Burakk barrió el aire con su pesada cachiporra y los derribó a ambos. El ogro, al que le saltaron los sesos, cayó hacia un lado, y Sapo Espinoso fue derribado de sus hombros. Burakk alzó el garrote una vez más para acabar con el goblin, pero el monstruo se levantó de un salto y huyó risco arriba, fuera del alcance del ogro.

Sapo Espinoso no estaba acabado. Tan pronto como estuvo a salvo, dio media vuelta. La lucha había sido oída, tanto por los ogros como por los goblins, y ahora todos venían a ver qué había sucedido. Sapo Espinoso miró a sus goblins, los que acababan de jurar fidelidad a la tribu del Buche. ¡Aún había los suficientes, y podía atraerlos de vuelta a su causa!

—¡Amigos míos! —llamó, colgado de la pared de roca con una mano, y con la otra tendida hacia ellos—. ¡Magníficos amigos míos! Vuestros negros corazones están dentro de mi pecho. Vuestros dientes partidos dentro de mi boca. No sometáis vuestro destino a estos traidores que os harán serviros durante el día, y se atracarán de vosotros al llegar la noche. ¡Que sea vuestro golpe el primero! Coged vuestras armas y lanzaos contra esos gigantones. Desgarrad sus cuerpos y desangrad su valor. Nuestra gran victoria aún está al…

La pesada piedra se estrelló contra la sien del goblin. Burakk había apuntado bien. Sapo Espinoso se desplomó sobre sí mismo y cayó de su pedestal, convertido en una masa de púas, a los pies de los goblins que estaban escuchándolo, más abajo.

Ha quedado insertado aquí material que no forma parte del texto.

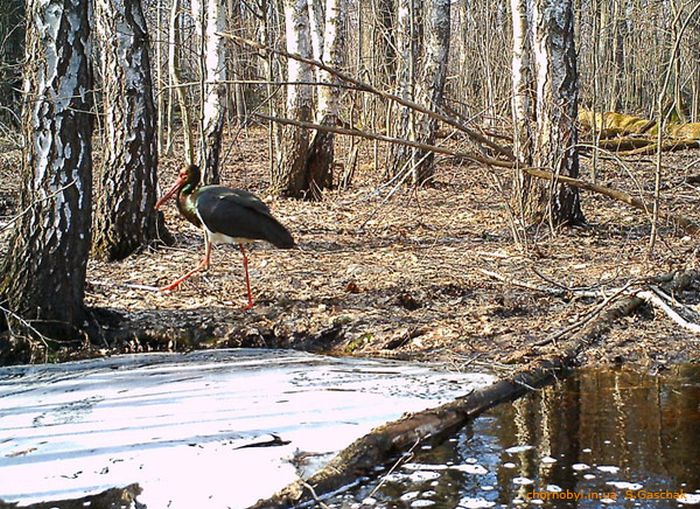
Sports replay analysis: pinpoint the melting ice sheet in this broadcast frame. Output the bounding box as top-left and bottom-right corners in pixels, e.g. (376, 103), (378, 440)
(0, 349), (493, 509)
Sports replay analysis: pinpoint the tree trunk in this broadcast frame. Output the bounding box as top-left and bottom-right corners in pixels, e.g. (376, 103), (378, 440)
(168, 0), (194, 165)
(387, 0), (419, 178)
(0, 0), (24, 128)
(93, 0), (170, 261)
(202, 0), (226, 184)
(0, 0), (92, 337)
(528, 0), (585, 228)
(307, 0), (347, 199)
(307, 0), (329, 81)
(510, 0), (536, 220)
(271, 0), (313, 198)
(412, 0), (450, 185)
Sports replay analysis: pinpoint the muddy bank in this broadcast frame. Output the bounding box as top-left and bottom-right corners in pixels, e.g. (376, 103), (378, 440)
(0, 130), (700, 369)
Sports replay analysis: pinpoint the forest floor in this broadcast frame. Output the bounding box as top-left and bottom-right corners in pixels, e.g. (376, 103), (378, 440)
(0, 124), (700, 369)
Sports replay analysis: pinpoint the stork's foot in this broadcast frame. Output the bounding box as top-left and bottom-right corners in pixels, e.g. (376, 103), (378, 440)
(158, 279), (184, 292)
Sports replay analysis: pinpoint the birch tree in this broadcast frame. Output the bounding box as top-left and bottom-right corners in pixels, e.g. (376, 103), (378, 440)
(387, 0), (419, 181)
(511, 0), (585, 228)
(271, 0), (313, 198)
(530, 0), (585, 226)
(202, 0), (226, 183)
(0, 0), (92, 337)
(306, 0), (347, 198)
(412, 0), (450, 184)
(93, 0), (167, 260)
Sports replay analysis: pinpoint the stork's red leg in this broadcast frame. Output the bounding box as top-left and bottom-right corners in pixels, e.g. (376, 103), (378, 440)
(238, 244), (253, 311)
(158, 238), (211, 292)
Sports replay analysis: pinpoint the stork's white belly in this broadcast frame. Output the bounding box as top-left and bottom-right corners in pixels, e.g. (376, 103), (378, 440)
(197, 211), (253, 244)
(207, 229), (252, 244)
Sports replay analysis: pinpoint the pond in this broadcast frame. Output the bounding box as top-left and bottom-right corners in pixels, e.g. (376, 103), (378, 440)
(0, 349), (493, 509)
(328, 366), (700, 509)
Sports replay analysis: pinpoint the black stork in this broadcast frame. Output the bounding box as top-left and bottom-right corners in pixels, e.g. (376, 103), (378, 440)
(156, 164), (294, 310)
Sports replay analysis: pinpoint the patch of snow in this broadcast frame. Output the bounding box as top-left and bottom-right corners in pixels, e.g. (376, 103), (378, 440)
(676, 493), (700, 505)
(605, 481), (644, 491)
(458, 497), (496, 509)
(450, 465), (489, 475)
(506, 445), (534, 454)
(0, 349), (492, 509)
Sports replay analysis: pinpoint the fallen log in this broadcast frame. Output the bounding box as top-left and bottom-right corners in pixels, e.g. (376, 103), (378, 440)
(251, 271), (700, 509)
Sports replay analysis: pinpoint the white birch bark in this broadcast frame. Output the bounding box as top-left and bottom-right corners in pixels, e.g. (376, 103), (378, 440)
(307, 0), (328, 81)
(93, 0), (163, 260)
(314, 0), (347, 125)
(510, 0), (534, 164)
(0, 0), (93, 328)
(412, 0), (451, 184)
(203, 0), (226, 183)
(533, 0), (584, 226)
(272, 0), (313, 197)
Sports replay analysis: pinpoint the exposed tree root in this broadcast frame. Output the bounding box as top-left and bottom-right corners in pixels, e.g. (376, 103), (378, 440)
(253, 271), (700, 509)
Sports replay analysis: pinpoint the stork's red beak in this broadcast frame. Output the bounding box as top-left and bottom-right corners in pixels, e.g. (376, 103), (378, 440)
(156, 175), (187, 210)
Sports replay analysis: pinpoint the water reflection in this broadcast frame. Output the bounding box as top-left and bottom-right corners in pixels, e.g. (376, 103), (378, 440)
(330, 366), (700, 509)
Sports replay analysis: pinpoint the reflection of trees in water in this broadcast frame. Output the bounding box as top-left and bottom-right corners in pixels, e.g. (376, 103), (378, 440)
(352, 367), (700, 509)
(493, 367), (700, 507)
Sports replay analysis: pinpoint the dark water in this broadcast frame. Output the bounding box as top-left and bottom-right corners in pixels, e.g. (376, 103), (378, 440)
(329, 366), (700, 509)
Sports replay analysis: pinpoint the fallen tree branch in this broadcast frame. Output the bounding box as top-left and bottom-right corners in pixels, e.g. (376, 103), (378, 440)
(255, 113), (514, 168)
(223, 32), (515, 161)
(256, 113), (700, 235)
(253, 271), (700, 509)
(637, 286), (700, 335)
(522, 168), (700, 235)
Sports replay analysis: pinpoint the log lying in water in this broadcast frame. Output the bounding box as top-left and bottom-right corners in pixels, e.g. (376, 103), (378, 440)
(253, 271), (700, 509)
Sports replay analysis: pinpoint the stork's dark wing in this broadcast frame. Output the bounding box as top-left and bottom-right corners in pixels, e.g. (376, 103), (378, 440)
(197, 186), (294, 248)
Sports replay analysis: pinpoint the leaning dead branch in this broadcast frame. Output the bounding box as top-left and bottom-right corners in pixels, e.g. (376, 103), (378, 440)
(217, 32), (514, 161)
(257, 113), (700, 235)
(253, 271), (700, 509)
(523, 168), (700, 235)
(256, 113), (513, 168)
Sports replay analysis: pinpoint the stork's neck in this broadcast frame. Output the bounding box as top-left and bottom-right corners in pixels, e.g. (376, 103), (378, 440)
(177, 183), (202, 226)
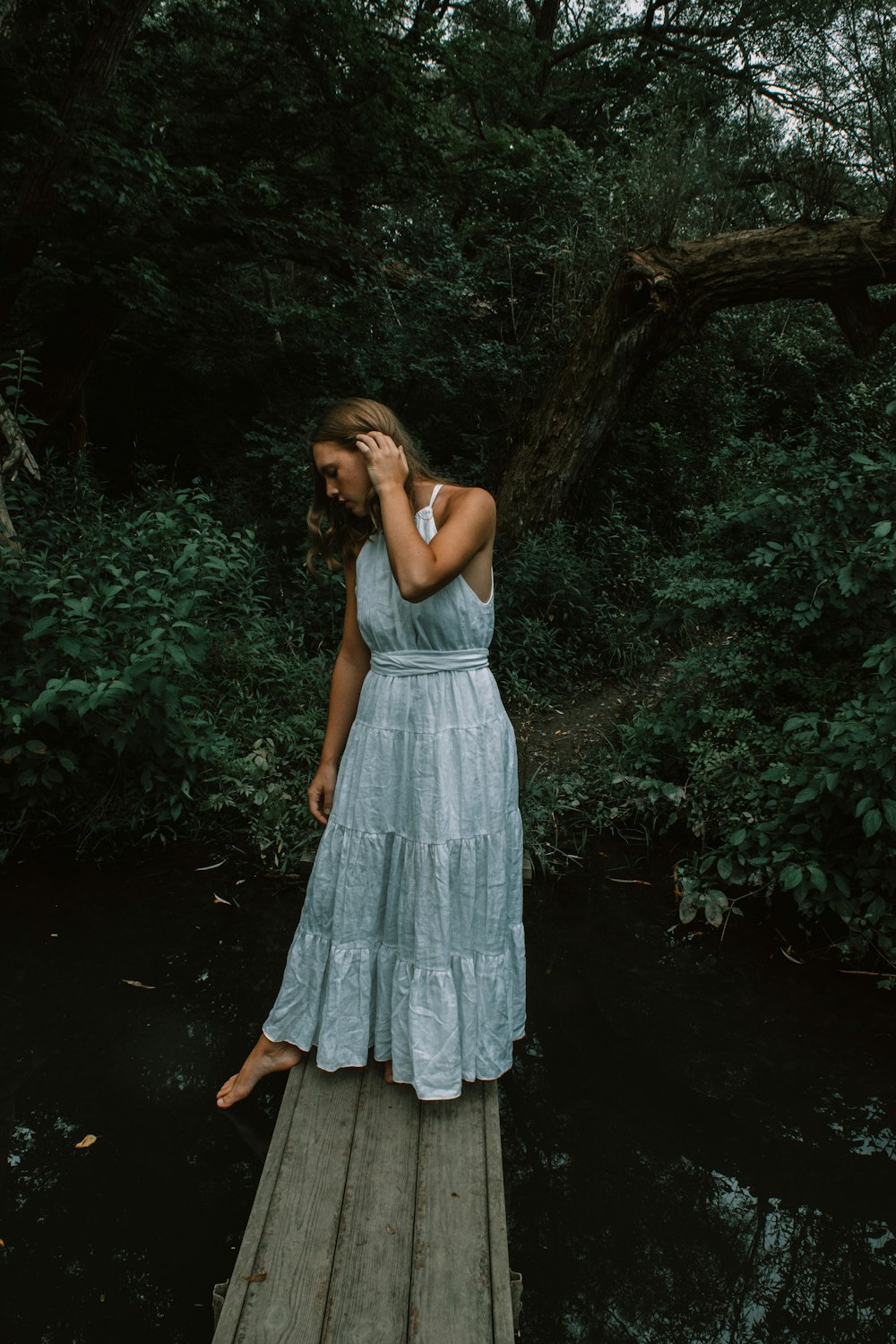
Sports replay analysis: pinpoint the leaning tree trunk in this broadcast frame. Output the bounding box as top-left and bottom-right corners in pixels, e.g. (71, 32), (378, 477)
(0, 0), (153, 323)
(497, 218), (896, 537)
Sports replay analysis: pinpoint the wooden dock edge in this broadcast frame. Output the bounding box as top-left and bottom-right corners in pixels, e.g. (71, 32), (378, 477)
(482, 1082), (517, 1344)
(212, 1069), (305, 1344)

—Coged sus espinas —ordenó Burakk. Las espadas de los goblins fueron desnudadas y cortaron las púas de Sapo Espinoso. Al despojarlo de ellas, quedó en evidencia la verdadera naturaleza del poderoso Sapo Espinoso: un lastimoso monstruo canijo.

Burakk lo cogió por una pata para alzarlo por encima de su cabeza, y el desnudo monstruo recuperó el conocimiento. Ya era demasiado tarde. La boca del Buche se abrió y se tragó a la víctima. Burakk lo sintió removerse mientras se le deslizaba por la garganta. Tragó, y entonces el goblin quedó quieto. Los ogros aclamaron y los goblins cacarearon de risa, y él acusó recibo de la ovación al avanzar hasta el borde. Allá fuera, en los llanos, Burakk veía una granja: tanto ganado como humanos estaban regordetes y jugosos. El Banquete de Averland comenzaría con ellos. El rumbo de la tribu estaba fijado, y resultaría realmente satisfactorio.

* * *

Las frías lengüetas metálicas del gris instrumento separaron los bordes de la herida de la mejilla de Alptraum para agrandarla, y el caballero de Averland bramó de dolor. Hacía mucho que había abandonado todo intento de mantener un silencioso estoicismo.

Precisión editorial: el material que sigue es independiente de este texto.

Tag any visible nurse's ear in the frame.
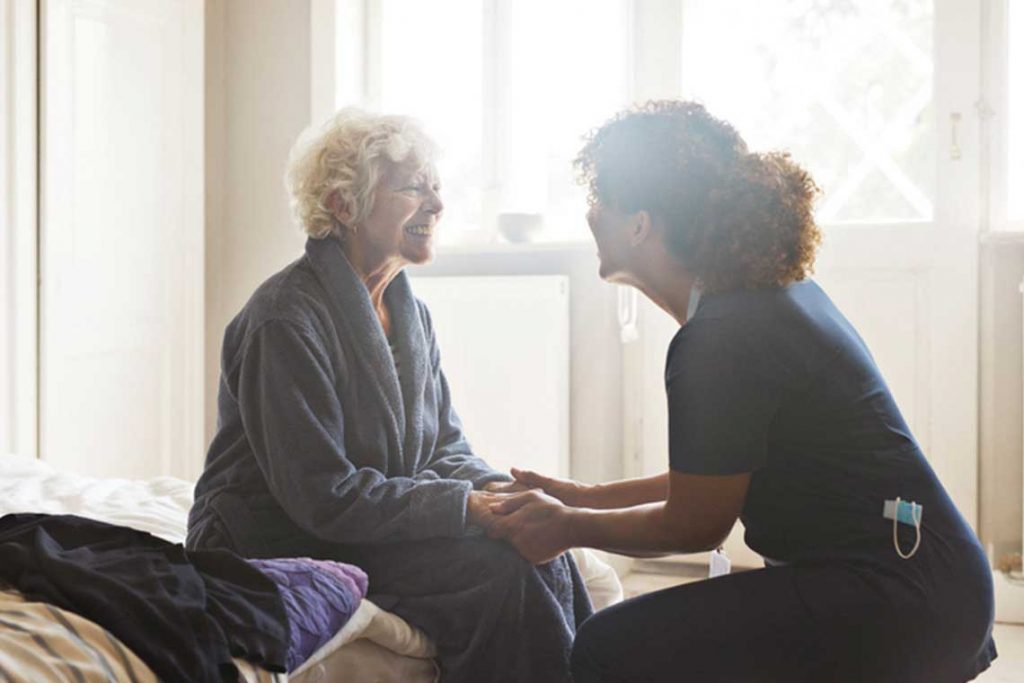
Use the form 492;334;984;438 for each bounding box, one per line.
629;209;653;247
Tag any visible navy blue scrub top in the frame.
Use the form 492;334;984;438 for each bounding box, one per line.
666;281;980;561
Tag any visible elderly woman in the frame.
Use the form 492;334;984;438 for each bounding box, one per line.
490;101;995;683
187;110;591;683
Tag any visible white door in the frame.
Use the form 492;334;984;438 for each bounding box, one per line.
40;0;203;476
628;0;981;565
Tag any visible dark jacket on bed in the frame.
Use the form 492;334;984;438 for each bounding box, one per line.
187;238;508;557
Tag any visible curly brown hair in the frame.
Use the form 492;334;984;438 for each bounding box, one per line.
573;100;821;292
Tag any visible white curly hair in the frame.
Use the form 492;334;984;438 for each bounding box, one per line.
285;108;438;240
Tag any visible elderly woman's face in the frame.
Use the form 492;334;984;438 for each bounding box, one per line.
355;166;444;263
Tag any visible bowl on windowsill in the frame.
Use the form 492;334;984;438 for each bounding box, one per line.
498;213;544;244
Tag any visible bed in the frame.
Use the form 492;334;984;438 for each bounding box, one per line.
0;456;623;683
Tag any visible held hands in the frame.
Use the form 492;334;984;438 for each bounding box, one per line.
485;489;574;564
484;467;594;508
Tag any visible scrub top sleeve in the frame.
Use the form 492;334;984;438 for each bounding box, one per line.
666;321;782;475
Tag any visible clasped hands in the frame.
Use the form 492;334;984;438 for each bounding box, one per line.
466;468;587;564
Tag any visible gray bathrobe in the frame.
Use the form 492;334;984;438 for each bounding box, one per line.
187;233;591;683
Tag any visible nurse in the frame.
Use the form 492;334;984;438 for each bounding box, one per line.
489;101;995;683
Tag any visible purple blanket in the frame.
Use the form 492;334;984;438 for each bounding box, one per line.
247;557;367;672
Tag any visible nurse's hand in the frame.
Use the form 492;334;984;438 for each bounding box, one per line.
512;467;595;508
483;481;529;494
487;490;572;564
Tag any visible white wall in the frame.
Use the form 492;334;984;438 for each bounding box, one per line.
413;249;623;482
979;240;1024;560
195;0;310;464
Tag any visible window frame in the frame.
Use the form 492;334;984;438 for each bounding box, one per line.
0;0;41;458
977;0;1024;233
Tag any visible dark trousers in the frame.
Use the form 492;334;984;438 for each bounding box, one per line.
571;564;995;683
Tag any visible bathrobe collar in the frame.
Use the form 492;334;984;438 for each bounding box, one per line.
306;238;429;471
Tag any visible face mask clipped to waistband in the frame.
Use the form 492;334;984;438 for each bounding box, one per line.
882;496;925;560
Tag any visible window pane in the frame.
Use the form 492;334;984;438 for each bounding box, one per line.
682;0;936;223
378;0;630;243
379;0;484;242
1007;0;1024;221
498;0;630;241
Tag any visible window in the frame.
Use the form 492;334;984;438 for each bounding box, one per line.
682;0;936;224
336;0;1007;244
344;0;632;244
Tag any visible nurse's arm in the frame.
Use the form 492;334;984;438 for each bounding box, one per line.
566;471;751;555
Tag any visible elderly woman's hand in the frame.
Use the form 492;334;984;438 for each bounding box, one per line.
503;467;595;508
487;489;572;564
466;490;508;529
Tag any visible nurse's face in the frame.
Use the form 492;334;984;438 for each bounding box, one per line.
587;201;636;283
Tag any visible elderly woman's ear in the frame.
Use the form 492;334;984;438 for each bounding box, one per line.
327;190;355;232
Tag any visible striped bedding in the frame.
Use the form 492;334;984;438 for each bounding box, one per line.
0;455;623;683
0;590;288;683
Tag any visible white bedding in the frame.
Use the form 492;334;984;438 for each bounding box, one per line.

Alptraum se encontraba acuclillado ante el sargento que lentamente le abría el costado de la cara para extraerle la punta de la flecha. Por un momento apretó los dientes para soportar el dolor, y luego se dio por vencido y continuó con su sistemática difamación del panteón inferior del Imperio.

Delmar, Siebrecht, Gausser y Bohdan observaban a unos pasos de distancia. Cuando las maldiciones de Alptraum ascendieron hasta las diosas inferiores y adquirieron tonos más escandalosos, Siebrecht se volvió a mirar a Gausser.

—¿No podríamos traerle un bocado de caballo para que mordiera?

—Él dice que maldecir lo ayuda —replicó Gausser.

—No lo dudo —dijo Siebrecht—. Es sólo que no estoy muy seguro de que ayude a nadie más.

El sargento retorció y tiró, y los gritos de Alptraum se elevaron hasta alturas desconocidas. Con un grito de triunfo, el sargento extrajo la punta de flecha con sus pinzas. Alptraum, agotado y enronquecido, se desplomó de espaldas y sus hermanos lo felicitaron.

Cuando comenzaron a vendar la herida, el sargento alzó la punta de la flecha para que la iluminara la luz de la antorcha.

—¿Querréis guardarla, mi señor? —preguntó—. Muchos de nuestros hermanos caballeros quieren hacerlo, como recuerdo de guerra.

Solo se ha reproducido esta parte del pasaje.